Will Philadelphia’s Soda Tax Solve Obesity?
Philadelphia recently enacted a soda tax to become effective as of January 2017, but it’s not the first city to do so. Berkeley, California was the first municipality to enact a soda tax, and New York City tried to eliminate “jumbo-sized” sugary drinks back in 2012. Soda taxes generally function by imposing a per ounce fee on beverage distribution companies for each sugary drink they sell.
President Obama hinted at a national soda tax in 2009, but has since backed off the idea. Some feel a national tax could bring much needed revenue to programs such as the Supplemental Nutrition Assistance Program (also known as food stamps). But any such national efforts are probably a long way off.
Philadelphia’s new tax will require distributors of sugar-sweetened beverages or artificially-sweetened beverages to pay a 1.5 cents per ounce fee to the City of Philadelphia. The tax is meant to deter consumers from purchasing large quantities of soda beverages, through public awareness and price increases that could get passed down to individual purchasers.
The funds from the soda tax could add up pretty quickly for Philadelphia. There’s an expectation that the tax will add an additional $91 million annually to the city budget.
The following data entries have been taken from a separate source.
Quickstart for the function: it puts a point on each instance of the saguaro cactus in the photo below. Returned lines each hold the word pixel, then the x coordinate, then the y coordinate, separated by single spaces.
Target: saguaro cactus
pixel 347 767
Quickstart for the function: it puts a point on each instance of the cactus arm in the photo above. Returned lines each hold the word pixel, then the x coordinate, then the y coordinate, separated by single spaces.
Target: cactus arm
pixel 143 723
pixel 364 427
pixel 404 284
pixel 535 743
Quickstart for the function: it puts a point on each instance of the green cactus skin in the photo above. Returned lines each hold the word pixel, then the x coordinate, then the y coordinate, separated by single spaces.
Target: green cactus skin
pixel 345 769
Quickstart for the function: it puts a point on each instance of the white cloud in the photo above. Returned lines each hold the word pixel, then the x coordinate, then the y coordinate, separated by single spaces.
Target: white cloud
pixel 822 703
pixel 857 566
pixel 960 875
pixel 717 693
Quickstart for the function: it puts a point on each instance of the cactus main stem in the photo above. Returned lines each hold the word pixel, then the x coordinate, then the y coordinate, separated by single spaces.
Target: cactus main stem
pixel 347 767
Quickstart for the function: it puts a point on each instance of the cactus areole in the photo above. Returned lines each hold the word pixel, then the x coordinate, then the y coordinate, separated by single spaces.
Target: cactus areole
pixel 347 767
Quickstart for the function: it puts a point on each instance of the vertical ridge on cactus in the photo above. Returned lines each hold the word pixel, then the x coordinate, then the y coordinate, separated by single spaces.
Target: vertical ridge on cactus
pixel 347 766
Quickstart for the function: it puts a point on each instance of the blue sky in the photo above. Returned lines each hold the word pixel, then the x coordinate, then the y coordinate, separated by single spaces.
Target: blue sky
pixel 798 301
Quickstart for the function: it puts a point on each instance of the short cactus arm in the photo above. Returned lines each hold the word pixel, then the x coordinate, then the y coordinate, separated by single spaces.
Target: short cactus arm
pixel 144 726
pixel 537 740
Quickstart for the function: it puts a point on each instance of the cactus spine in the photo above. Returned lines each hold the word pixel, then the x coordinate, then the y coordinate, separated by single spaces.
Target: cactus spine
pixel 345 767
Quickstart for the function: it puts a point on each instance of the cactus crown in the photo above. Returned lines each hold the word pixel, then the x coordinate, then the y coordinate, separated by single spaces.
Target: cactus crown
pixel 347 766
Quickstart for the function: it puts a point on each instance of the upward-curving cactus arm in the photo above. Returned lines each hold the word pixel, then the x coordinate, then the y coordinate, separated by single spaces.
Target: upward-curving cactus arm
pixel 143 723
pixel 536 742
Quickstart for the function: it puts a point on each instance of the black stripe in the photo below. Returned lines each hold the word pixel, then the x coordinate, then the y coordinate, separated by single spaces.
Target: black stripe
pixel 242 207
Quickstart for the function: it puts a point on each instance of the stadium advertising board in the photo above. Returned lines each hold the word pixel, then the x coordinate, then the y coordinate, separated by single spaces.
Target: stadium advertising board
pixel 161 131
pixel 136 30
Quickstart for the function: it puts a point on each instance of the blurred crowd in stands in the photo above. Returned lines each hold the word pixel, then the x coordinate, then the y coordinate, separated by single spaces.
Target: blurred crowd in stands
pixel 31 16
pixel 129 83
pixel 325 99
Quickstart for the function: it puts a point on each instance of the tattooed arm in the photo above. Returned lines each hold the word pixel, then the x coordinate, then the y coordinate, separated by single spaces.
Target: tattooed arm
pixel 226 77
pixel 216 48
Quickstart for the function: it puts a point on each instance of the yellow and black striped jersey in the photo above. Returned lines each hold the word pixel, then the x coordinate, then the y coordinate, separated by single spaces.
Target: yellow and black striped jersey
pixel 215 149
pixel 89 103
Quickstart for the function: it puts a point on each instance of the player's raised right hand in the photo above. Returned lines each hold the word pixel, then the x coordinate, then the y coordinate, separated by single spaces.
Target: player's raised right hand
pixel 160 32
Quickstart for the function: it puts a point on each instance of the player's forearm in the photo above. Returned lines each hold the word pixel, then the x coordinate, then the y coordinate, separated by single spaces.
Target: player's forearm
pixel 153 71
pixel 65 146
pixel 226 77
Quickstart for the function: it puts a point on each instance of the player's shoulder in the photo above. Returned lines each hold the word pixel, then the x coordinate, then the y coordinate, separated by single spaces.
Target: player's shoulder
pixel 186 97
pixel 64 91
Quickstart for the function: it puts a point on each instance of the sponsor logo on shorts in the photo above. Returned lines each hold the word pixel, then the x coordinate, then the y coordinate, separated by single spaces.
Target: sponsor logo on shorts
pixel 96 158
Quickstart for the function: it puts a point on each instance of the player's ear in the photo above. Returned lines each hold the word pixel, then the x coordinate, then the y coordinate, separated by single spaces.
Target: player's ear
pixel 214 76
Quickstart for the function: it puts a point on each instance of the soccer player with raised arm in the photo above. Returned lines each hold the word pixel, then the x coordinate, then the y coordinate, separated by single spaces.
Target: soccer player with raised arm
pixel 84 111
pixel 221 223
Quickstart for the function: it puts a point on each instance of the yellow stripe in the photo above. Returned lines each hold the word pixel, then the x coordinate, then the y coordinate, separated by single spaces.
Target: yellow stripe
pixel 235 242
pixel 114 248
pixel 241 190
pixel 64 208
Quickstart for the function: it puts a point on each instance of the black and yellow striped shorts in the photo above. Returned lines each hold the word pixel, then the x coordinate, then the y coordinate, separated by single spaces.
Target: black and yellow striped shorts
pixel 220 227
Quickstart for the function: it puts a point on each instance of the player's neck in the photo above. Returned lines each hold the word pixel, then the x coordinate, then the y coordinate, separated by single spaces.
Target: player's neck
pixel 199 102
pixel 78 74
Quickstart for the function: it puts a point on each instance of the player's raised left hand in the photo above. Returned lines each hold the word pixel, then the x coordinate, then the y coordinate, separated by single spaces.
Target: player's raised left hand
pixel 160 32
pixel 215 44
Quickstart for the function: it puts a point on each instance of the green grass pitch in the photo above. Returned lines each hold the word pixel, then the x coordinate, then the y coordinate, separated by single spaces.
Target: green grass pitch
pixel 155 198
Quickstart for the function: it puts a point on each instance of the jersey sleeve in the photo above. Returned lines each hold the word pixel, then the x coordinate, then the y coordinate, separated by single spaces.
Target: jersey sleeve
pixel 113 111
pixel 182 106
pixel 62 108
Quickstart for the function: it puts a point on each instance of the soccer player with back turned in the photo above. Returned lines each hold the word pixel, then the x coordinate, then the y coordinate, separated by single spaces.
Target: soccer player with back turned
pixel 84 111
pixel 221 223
The mayor of Philadelphia suggested using the funds to develop a pre-kindergarten program for all the three- and four-year-olds in the city.
Some see the tax as a big step forward for public health efforts, particularly obesity-reduction. While others worry that the efforts are regressive, pointing to the fact that presidential candidate Bernie Sanders spoke out against the tax because it could disproportionately affect low-income people.
The jury is still out on the effectiveness of soda taxes. While there’s not much hard data around yet, a professor of Public Health at UC Berkeley says that rising prices on soda and reduced consumption are signs that the tax is beginning to do its work. Another professor notes that the City of Berkeley has gained over $600,000 in the first few months alone from the new law.
On the opposite end of the spectrum, a study out of Cornell University and the University of Iowa suggested that soda prices in Berkeley haven’t been rising all that much due to the tax. If consumers don’t see the impact of the law on their wallets, they might not be deterred from future purchases.
Over the past few years, Americans have started to understand the ways that soda and other sugar-sweetened beverages can wreck havoc on the human body. When you drink soda the sugar content stimulates the pancreas to release insulin, a hormone that transports sugar into the bloodstream. After a few minutes of this, the liver will begin turning the sugar into fat to be stored. Weight gain from excess fat can lead to all kinds of health issues later on.
But it’s not just the sugar content that’s problematic. The caffeine in many sodas causes blood pressure to rise. It also leads to dopamine release, which stimulates the brain to feel pleasure. The vicious cycle continues, and you reach for the next soda.
In fact, sodas are highly addictive beverages. Some of the reason is psychological. For instance, if you associate sodas with a particular routine or behavior, you might get triggered to drink them in certain contexts. Caffeine itself is also mildly addictive, which explains some of the reliance on certain types of soda beverages. Sugar is another substance that many people develop an addictive relationship with over time. The high quantities of sugar in many beverages have been noted as injurious to health if imbibed too frequently.
Some beverage companies are resentful to get lumped in with sodas, however. The CEO of Sparkling Ice Beverages says that “virtually everything in the beverage aisle will be taxed,” even though his drinks contain no calories, sugar, nor salt. He’s also wary of exceptions to the tax, which include beverages containing more than 50 percent milk or 50 percent fruits and vegetables. The loopholes mean that sugary flavored milk, for instance, could avoid the additional tax, while other beverage manufacturers get flagged.
Taxes on soda aren’t the first attempt to warn consumers about their harmful impacts. Another idea that’s been thrown around is putting warning labels on high-fructose beverages. But those sorts of strategies haven’t been proven to be very effective, since company marketing can override the benefit of warning labels. Getting obesity rates under control in the U.S. could take a multiple prong effort.
Studies show that taxing consumer items deemed bad for health, so-called “sin taxes,” can lead people to reduce their intake of those substances, at least slightly. Mexico’s soda tax is definitely reducing consumption. But many also argue that the regressive costs outweigh the benefits and that using revenue from sin taxes responsibly can be a challenging prospect.